Sonoma County church fined three times for public health violations plans large retreat
A Santa Rosa-area church fined three times in the past two weeks after months of holding large, indoor services that violated local public health orders plans to host a three-day spiritual retreat for as many as 150 people, with some of them arriving from out of state.
Spring Hills Church in Fulton lists the Feb. 18-20 Northern California Prayer Summit on its website, as does Strategic Renewal International, a Denver-based religious nonprofit that is the organizer of the workshop primarily intended for Christian leaders throughout the region. The event registration page notes the church has a large facility with rooms spacious enough for breakout sessions to allow for adherence to social distancing guidelines. “An outdoor option with heaters is also available to us,” reads the event’s sign-up page, which offers group rates.
Other than a late-night exemption granted for religious services by the U.S. Supreme Court late Friday night, indoor gatherings of any number of people remain prohibited in Sonoma County. The region continues to operate under Gov. Gavin Newsom’s most restrictive level of a four-tier, color-coded system to reduce the spread of COVID-19. The county has failed to exit the purple tier — indicating widespread transmission of the virus — since Newsom launched the system in August. It returned to those same limits at the conclusion of the most recent stay-home order that was lifted late last month.

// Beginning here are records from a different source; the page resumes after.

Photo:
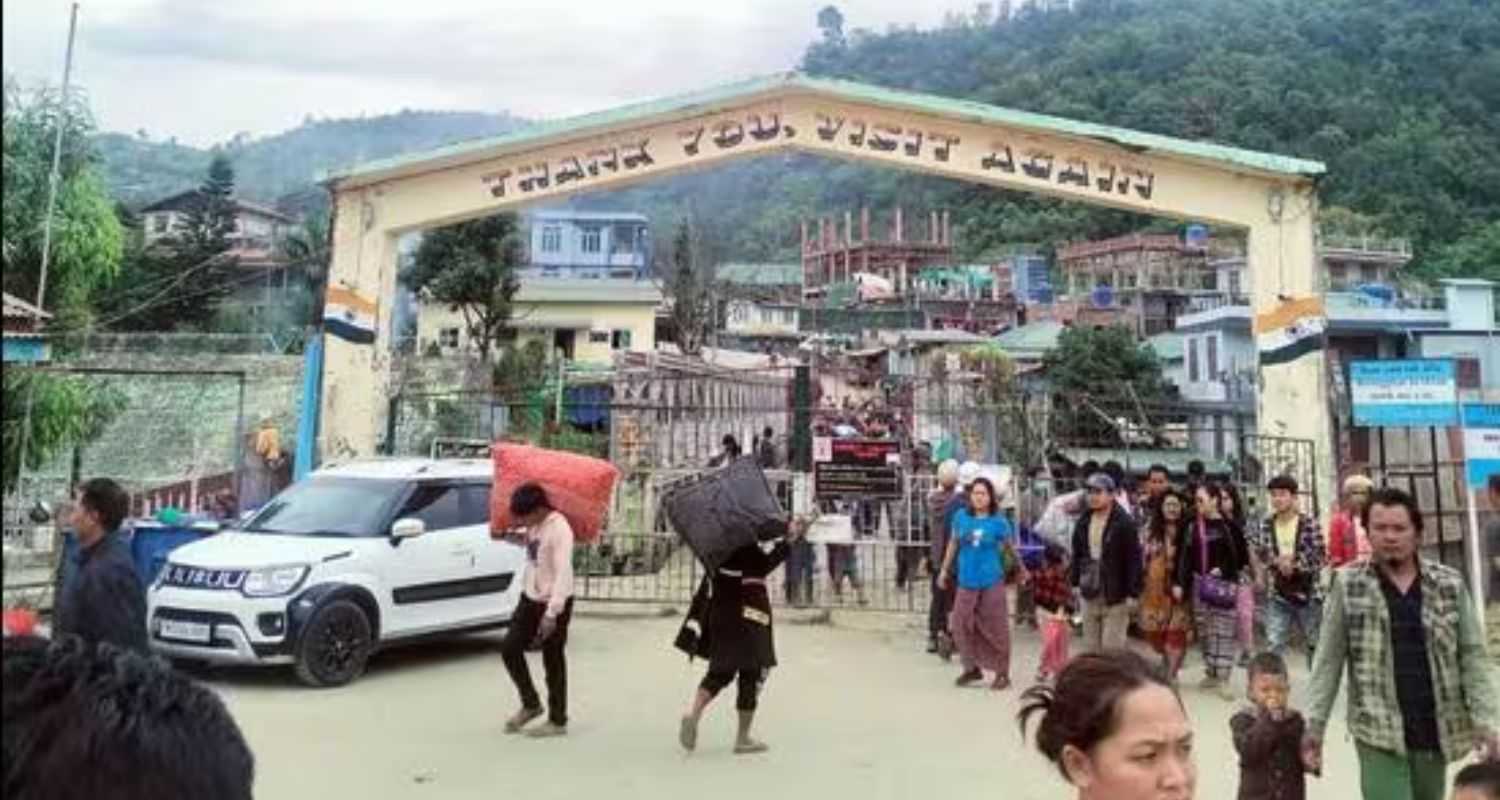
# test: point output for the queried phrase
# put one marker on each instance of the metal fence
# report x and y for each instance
(665, 428)
(167, 437)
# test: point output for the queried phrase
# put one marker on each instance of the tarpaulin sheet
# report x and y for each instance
(723, 511)
(578, 487)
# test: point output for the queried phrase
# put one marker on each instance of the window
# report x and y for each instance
(623, 239)
(437, 505)
(329, 506)
(474, 505)
(551, 239)
(590, 242)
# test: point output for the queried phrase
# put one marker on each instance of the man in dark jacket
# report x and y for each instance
(1106, 566)
(102, 598)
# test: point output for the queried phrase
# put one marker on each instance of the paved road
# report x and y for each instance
(855, 710)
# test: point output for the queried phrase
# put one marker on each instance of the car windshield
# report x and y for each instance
(329, 506)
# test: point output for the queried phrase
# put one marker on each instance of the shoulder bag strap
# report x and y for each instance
(1203, 548)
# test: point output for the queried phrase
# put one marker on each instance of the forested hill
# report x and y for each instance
(1400, 98)
(285, 165)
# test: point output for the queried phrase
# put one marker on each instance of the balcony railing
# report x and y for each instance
(1365, 243)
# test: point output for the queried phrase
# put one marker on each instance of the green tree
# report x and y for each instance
(1475, 255)
(65, 412)
(689, 288)
(471, 269)
(87, 239)
(180, 282)
(210, 213)
(1100, 375)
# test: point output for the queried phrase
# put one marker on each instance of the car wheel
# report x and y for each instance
(335, 644)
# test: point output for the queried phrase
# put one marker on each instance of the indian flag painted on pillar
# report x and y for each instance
(1290, 330)
(348, 315)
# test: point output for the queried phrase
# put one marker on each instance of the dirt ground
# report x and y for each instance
(855, 710)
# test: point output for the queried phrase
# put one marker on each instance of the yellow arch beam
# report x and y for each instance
(1269, 195)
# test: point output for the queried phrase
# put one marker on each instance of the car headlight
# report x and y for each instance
(273, 581)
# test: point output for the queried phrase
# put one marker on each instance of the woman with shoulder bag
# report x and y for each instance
(1208, 572)
(977, 560)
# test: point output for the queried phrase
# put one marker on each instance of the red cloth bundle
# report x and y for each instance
(578, 487)
(20, 622)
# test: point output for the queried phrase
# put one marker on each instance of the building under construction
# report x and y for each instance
(833, 255)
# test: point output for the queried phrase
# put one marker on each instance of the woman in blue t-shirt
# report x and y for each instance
(980, 623)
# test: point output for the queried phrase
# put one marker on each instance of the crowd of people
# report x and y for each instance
(1190, 566)
(1181, 565)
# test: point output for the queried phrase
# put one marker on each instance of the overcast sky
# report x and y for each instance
(207, 69)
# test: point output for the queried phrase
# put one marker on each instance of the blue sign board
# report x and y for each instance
(1482, 442)
(1404, 393)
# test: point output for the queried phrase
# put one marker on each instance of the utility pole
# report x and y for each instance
(57, 161)
(47, 227)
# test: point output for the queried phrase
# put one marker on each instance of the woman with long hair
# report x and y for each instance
(1233, 511)
(1115, 728)
(1166, 616)
(975, 559)
(1208, 572)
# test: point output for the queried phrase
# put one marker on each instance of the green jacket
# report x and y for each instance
(1356, 629)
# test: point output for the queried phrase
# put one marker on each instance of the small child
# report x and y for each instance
(1053, 598)
(1268, 736)
(1478, 782)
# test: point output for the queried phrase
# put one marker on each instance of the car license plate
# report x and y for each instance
(191, 632)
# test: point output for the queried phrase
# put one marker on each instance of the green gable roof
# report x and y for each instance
(1167, 345)
(1034, 339)
(720, 96)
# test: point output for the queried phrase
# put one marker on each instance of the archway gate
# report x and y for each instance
(1272, 197)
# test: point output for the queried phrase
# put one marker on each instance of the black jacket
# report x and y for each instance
(1227, 553)
(729, 622)
(102, 598)
(1121, 562)
(1269, 755)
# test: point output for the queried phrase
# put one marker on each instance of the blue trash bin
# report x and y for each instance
(152, 542)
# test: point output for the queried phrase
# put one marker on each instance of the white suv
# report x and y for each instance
(348, 560)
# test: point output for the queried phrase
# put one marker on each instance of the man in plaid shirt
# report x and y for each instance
(1419, 692)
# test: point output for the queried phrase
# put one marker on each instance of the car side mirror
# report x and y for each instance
(407, 527)
(41, 514)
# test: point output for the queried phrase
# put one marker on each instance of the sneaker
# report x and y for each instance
(548, 731)
(521, 718)
(750, 746)
(969, 677)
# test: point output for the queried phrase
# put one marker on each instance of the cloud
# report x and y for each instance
(204, 71)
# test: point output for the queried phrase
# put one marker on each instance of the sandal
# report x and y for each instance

While the purple tier of Newsom’s statewide system caps outdoor gatherings at no more than three separate households, it does not place such restrictions on houses of worship, so long as they mind social distancing and use of face masks. The Supreme Court’s decision Friday night clouded that picture, though, as the 6-3 ruling found that the state could not ban indoor religious services outright, though attendance can be limited to 25% of capacity and a ban on singing and chanting was upheld.
The county’s permit department, which oversees enforcement of the health order in unincorporated areas of Sonoma County, plans to continue monitoring activities at Spring Hills Church each weekend to ensure compliance — including the scheduled retreat in two weeks.
“They know we’re aware of it. They know that we are aware that on their website it indicates such an event is scheduled,” said Tennis Wick, director of the county’s permit department. “How they choose to hold it if it’s not inside could be in compliance with the order.”
Last weekend, Bret Avlakeotes, senior pastor of Spring Hills Church, told the congregation during a Sunday afternoon sermon that he would shift the church back to outdoor worship services, in part to avoid a public standoff with the county.
“We’re not looking to prove anything, and we’re not looking for a fight, all right?” he said. “If the county’s going to come in and is going to fight us all the way, then we’ll probably let them win this one. We’ll go outside.”
It was unclear how Friday’s Supreme Court ruling might affect the church’s plans.
Avlakeotes on Jan. 28 committed to continuing indoor worship services, after county code enforcement staff documented several violations of the public health order and fined the church $100 following repeat warnings dating back to September. He and other church officials said they moved their four total Saturday and Sunday services — which altogether were drawing about 400 people each weekend — from outdoors to indoors as the weather cooled in the fall.
The county’s Jan. 24 visit to the church also led to an internal investigation of a Sonoma County sheriff’s deputy whose report on the 9:30 a.m. church service conflicted with what was documented by permit department staff and a Press Democrat reporter. The sheriff’s office on Friday denied a Press Democrat request under the California Public Records Act for any video from the deputy’s body-worn camera shot during his visit to the church. In a written statement, the department cited a state exemption as well as privacy concerns, stating that not releasing the recordings better serves the public’s interest than disclosure.
In follow-up visits of Spring Hills Church this past Saturday and Sunday, the county’s code enforcement team once more documented large, indoor services with many attendees choosing to go without masks. Those reviews resulted in two additional $100 fines, making the church the only entity in the unincorporated county to be cited three times during the ongoing coronavirus pandemic.